À partir de leur rencontre pittoresque, l’ouvrage réunit Gide et Mauriac au travers de contributions éclairant la relation conflictuelle de ces deux grandes figures de la littérature chrétienne.

Le petit livre des éditions confluences et du Centre François-Mauriac est né d’une double rencontre : en amont, celle de deux grandes figures tutélaires, André Gide et François Mauriac ; en aval, celle de Jean-Claude Ragot, directeur du Centre François-Mauriac à Malagar et président de la Fédération des maisons d’écrivain et des patrimoines littéraires, et de Pierre Thilloy, compositeur et collaborateur occasionnel de Catherine Gide.
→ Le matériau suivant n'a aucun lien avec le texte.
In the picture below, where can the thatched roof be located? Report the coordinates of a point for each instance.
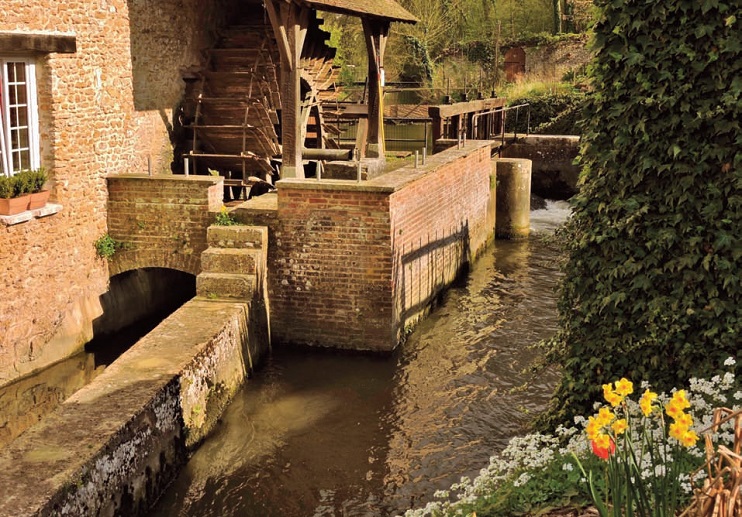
(383, 9)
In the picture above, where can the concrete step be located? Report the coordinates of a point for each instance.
(237, 236)
(225, 286)
(241, 261)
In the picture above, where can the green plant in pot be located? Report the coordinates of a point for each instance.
(37, 179)
(14, 194)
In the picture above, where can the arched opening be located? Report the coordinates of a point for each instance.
(136, 302)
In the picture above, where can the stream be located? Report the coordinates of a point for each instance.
(329, 434)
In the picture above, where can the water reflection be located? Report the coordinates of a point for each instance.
(326, 434)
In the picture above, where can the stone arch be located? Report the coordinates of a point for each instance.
(515, 64)
(166, 258)
(142, 293)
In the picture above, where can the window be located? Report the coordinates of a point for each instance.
(19, 133)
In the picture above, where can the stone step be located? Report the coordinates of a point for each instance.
(237, 236)
(225, 286)
(240, 261)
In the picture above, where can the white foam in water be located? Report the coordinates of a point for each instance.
(550, 218)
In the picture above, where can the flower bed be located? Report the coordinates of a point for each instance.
(631, 454)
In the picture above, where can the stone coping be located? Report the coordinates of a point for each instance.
(198, 178)
(392, 181)
(48, 209)
(96, 434)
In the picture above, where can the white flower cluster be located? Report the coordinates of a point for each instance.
(536, 451)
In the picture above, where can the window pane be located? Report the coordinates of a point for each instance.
(21, 97)
(23, 134)
(21, 160)
(17, 72)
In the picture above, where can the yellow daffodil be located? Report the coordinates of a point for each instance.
(684, 419)
(603, 441)
(645, 403)
(680, 399)
(673, 409)
(593, 428)
(624, 387)
(677, 430)
(619, 426)
(605, 416)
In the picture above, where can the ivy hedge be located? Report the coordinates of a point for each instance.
(551, 113)
(653, 284)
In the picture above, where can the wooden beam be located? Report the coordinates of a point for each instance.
(376, 33)
(290, 22)
(279, 30)
(19, 42)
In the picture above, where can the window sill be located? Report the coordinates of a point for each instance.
(48, 209)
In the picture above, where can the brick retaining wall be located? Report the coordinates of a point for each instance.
(107, 108)
(352, 264)
(161, 221)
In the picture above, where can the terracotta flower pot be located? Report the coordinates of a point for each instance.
(14, 205)
(38, 199)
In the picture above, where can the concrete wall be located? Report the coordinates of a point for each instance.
(105, 109)
(352, 264)
(556, 59)
(112, 447)
(554, 174)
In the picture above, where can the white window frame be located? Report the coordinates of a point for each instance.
(7, 166)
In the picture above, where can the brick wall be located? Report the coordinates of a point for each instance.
(556, 59)
(98, 115)
(351, 265)
(161, 221)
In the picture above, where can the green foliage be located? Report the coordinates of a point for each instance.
(534, 491)
(653, 285)
(22, 183)
(106, 246)
(552, 112)
(6, 187)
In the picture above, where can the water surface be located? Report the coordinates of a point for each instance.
(326, 434)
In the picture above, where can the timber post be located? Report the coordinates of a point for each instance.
(376, 32)
(290, 22)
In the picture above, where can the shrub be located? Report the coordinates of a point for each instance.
(37, 179)
(653, 283)
(21, 183)
(551, 112)
(224, 218)
(106, 246)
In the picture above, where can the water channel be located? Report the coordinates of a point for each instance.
(324, 434)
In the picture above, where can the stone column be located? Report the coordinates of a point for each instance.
(513, 213)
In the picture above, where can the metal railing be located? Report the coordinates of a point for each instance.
(502, 111)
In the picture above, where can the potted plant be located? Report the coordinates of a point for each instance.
(39, 196)
(14, 194)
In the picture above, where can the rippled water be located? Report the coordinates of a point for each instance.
(329, 434)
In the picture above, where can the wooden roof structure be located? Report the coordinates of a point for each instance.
(388, 10)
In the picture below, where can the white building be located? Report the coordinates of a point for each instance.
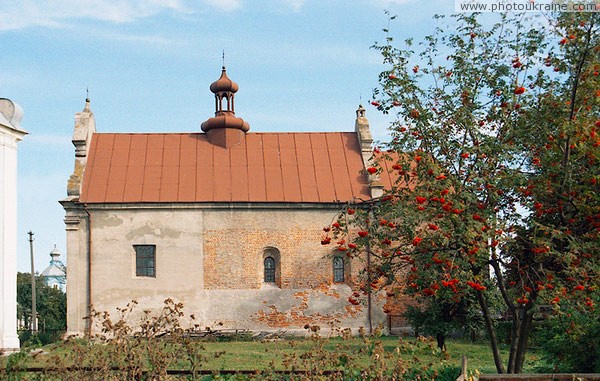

Deux rencontres mais aussi deux témoignages de la sociabilité littéraire, fructueuse, dont on trouve les prémices dans la “visite au grand écrivain” ritualisée au XIXe siècle   .

Exceptionnelle, cette visite l’est à plus d’un titre : l’aîné, Gide, visite son cadet, Mauriac, à rebours des parcours initiatiques bien souvent caractéristiques de ces rituels, conduisant de jeunes émules et apprentis écrivains à pénétrer l’antre du maître… Rien de tel à Malagar : Gide, très hésitant dans un premier temps, répond favorablement à l’invitation des Mauriac non pas tant pour agréer ce dernier et discuter littérature et théologie avec un disciple, mais pour les beaux yeux de l’organisateur de la rencontre, Claude Mauriac, le fils de la maison, qu’une étroite amitié liera progressivement à l’auteur des Nourritures terrestres.

Cette visite déjoue aussi les codes du genre en raison de la relation complexe, pour ne pas dire compliquée, qui opposa les deux hommes tout au long de leur carrière littéraire. C’est sans doute dans les articles qui accompagnent la description succincte de la rencontre de l’été 1939, dans un climat de tensions très vivement ressenti par Gide et ses hôtes, que réside le plus l’intérêt de la publication.

Du séjour de Gide, Jean Touzot, retient assurément l’essentiel : le comportement sulfureux et provocateur de Gide, les protestations mi-vindicatives, mi-tourmentées de Mauriac, les débats religieux, les anecdotes qui font mouche, à l’instar de la description par Claude dans son journal, source de première main de cette narration, des séances de gymnastique du fringant visiteur. L’anecdote savoureuse le dispute à la remarque fulgurante, éclairant soudainement la tension exacerbée par le dialogue entre le protestant libéré et le catholique pénitent. Ainsi de l’exclamation clairvoyante du sage Gide adressée à un Mauriac en proie à la culpabilité : “Mais vous êtes couverts de chaînes !”   . Sous la plume efficace de J. Touzot se rejouent alors les scènes d’anthologie de cet étrange concile qui opposa l’auteur de Thérèse Desqueyroux à celui de La Symphonie pastorale.

Mais c’est autour des autres contributions, produites et rassemblées pour l’occasion, que se dessinent les lignes de conflit du duo infernal. Il y est successivement question des grands thèmes de discorde et de discussion entre les deux hommes – au premier chef, la religion bien sûr, la chair et la rédemption –, la musique au regard de la poétique de l’œuvre littéraire, et le rapport des deux écrivains à la réception à travers les interviews radiophoniques auxquels ils se sont tous deux prêtés, bon gré mal gré. On découvre ainsi la passion commune des deux écrivains pour la musique savante et le rôle de celle-ci dans leur rapport aux propriétés de l’écriture littéraire, ou bien encore leur commun désarroi devant l’exhibition de l’écrivain et des mécanismes secrets de la création, livrés au public.

Nourris de références abondantes, ces textes témoignent du processus qui a presque inévitablement conduit les deux hommes à se rencontrer en cette année 1939, cristallisant les tensions d’une Europe en crise, mais aussi de manière étonnante, les tensions qui hantèrent leur propre relation. Le séjour à Malagar constitue bel et bien l’aboutissement logique du parcours de ces deux hommes, qui se sont prêté une attention tantôt bienveillante, tantôt acrimonieuse. Le DVD joint au livre fait revivre cette tortueuse histoire sous de multiples facettes : lectures, commentaires de spécialistes, visite de Malagar.

On pourra toutefois regretter que les analyses de l’ouvrage paraissent juxtaposées à certains égards et prennent en considération les deux auteurs le plus souvent successivement et sur le mode monographique. L’impression qui s’en dégage rejoint toutefois le schème même des réunions de 1939 et de 2010, où Gide et gidiens, Mauriac et mauriaciens établirent leur camp : impression d’une profonde proximité et d’une fraternité incontestable, mais surtout celle d’une indépassable différence. Gide chez Mauriac est la rencontre de deux regards intrinsèquement inconciliables mais dont l’étrange complémentarité alimente précisément le charme de l’échange.